I'm not sure I agree with the point regarding concurrent data structures and gar...

pron · on June 3, 2013

Go's designers seemed to take a somewhat defeatist approach in this regard. Instead of writing a really good GC, they opted to design the runtime in such a way that more memory sharing is possible, and the pressure on the GC is hopefully reduced. But they've done this at a cost: they've deliberately introduced aliasing, which all but completely precludes the possibility of ever implementing a really good GC for Go. That's why I think Go might be good enough for current multi-core hardware, but will not scale in a many-core world (there are other aspects of Go that are major road blocks for future scaling as well).

I remember seeing a talk by Cliff Click where he explains how a small change to the CPU can greatly assist with developing pauseless GCs (though his former employer, Azul Systems, has moved on to implement the whole thing in software, probably at some cost to performance).

Regardless of the undertaking, the question remains -- as we move into a many-core era -- whether we'll find a programming paradigm good enough to take advantage of many cores. I think that whatever the winning paradigm may be, it will require a "really good" GC.

rayiner · on June 3, 2013

Concurrent, scalable GC is hard, but it's made harder by the complete lack of cooperation from the hardware and OS. For example, you can dramatically simplify the design of a concurrent GC if you can scan the thread stacks and registers in a snapshot before doing the concurrent tracing. This should not be a high-latency operation on existing hardware, but on say OS X it can take 10's of milliseconds for just a couple of hundred threads. On Azul's machines, cooperation from its hypervisor allows thousands of threads to be paused in under a millisecond. Similarly, a read barrier like the kind implemented in Azul's hardware is not very complicated. The CPU already does, conceptually, a very elaborate virtual -> physical address translation + checking of access protections on every memory access, which is cached in the TLB. Adding a bit to the TLB to indicate that a page should be protected by a read barrier would cost very little.

Azul's GC is basically a "really good" GC. It can handle hundreds of CPUs with hundreds of GBs of heap with tens of GBs per second of allocation rate with pause times of 10-20 milliseconds. It's basically a solved problem with the proper overall system design.

hga · on June 3, 2013

Going by what I know of Azul's systems, their pauseless GC avoids a 1 second delay per GB of heap by focusing on solving the hardest case vs. deferring it.

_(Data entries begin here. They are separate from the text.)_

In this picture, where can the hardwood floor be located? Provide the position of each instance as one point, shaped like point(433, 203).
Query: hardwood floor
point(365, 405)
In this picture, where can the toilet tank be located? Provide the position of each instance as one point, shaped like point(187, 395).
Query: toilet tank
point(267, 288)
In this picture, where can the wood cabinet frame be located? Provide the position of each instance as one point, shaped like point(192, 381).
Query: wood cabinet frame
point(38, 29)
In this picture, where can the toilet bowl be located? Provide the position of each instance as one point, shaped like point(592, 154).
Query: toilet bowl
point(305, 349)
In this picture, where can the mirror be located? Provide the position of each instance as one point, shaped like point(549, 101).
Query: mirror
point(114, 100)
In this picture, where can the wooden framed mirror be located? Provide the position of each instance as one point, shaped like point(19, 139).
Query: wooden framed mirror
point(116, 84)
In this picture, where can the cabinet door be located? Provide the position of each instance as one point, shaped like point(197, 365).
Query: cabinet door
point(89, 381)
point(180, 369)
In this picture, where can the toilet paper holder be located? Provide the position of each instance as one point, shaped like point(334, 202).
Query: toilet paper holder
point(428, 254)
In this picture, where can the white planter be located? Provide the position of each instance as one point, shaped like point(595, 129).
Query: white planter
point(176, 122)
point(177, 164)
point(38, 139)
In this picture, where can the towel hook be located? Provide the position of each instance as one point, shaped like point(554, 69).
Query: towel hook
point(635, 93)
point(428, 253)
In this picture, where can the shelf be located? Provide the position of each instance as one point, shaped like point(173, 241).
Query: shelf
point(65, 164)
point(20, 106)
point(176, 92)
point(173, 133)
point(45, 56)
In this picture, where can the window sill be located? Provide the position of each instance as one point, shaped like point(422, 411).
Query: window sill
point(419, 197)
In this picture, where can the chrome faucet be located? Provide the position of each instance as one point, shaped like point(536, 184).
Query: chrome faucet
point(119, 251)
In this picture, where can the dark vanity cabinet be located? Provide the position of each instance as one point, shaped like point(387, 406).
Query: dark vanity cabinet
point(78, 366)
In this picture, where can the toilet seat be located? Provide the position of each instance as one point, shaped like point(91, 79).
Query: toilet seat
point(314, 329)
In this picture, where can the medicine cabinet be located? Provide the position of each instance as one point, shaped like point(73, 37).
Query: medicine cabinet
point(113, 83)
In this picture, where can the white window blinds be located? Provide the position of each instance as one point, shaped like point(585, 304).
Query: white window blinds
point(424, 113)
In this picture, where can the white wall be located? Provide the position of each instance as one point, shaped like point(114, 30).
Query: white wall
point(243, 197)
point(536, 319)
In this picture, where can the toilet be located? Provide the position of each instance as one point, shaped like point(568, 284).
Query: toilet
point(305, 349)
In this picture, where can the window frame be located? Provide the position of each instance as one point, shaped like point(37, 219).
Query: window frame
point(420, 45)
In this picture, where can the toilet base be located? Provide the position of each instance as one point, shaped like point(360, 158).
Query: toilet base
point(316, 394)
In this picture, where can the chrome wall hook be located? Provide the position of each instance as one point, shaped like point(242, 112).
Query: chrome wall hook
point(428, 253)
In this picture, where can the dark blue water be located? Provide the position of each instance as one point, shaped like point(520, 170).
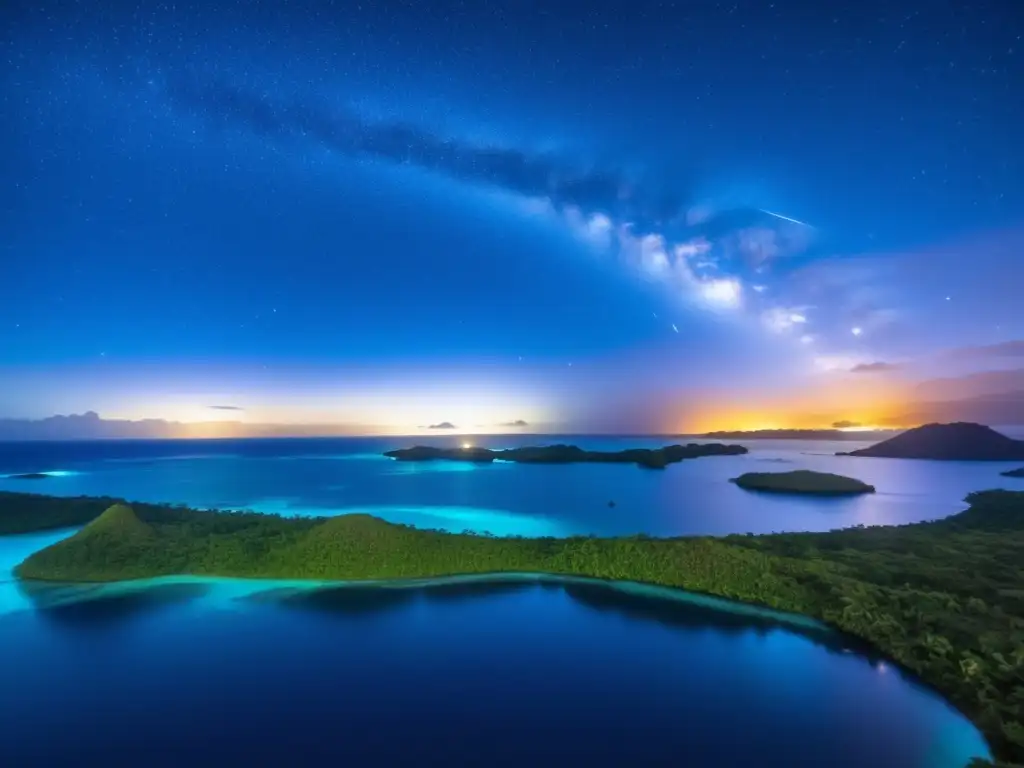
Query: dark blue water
point(338, 475)
point(210, 673)
point(189, 672)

When running on their custom hardware (generic 64 bit RISC + their special sauce) it uses an instruction to cheaply implement a read barrier. According to a paper describing this system, which they've since improved, doing that on stock (x86_64) hardware would incur a ~20% performance penalty. If your application uses a lot of memory and can't afford pauses that's probably OK.

nickik · on June 3, 2013

There Collector C4 is a soft-realtime they can not provide realtime but if they can be quite sure that they have very samll pauses. I truly belive in that vision. The problem is that the all the parts of they system have to be updated.

At the moment they can run on x86_64 but its not as fast as it could be. The have a special build for every linux distribution.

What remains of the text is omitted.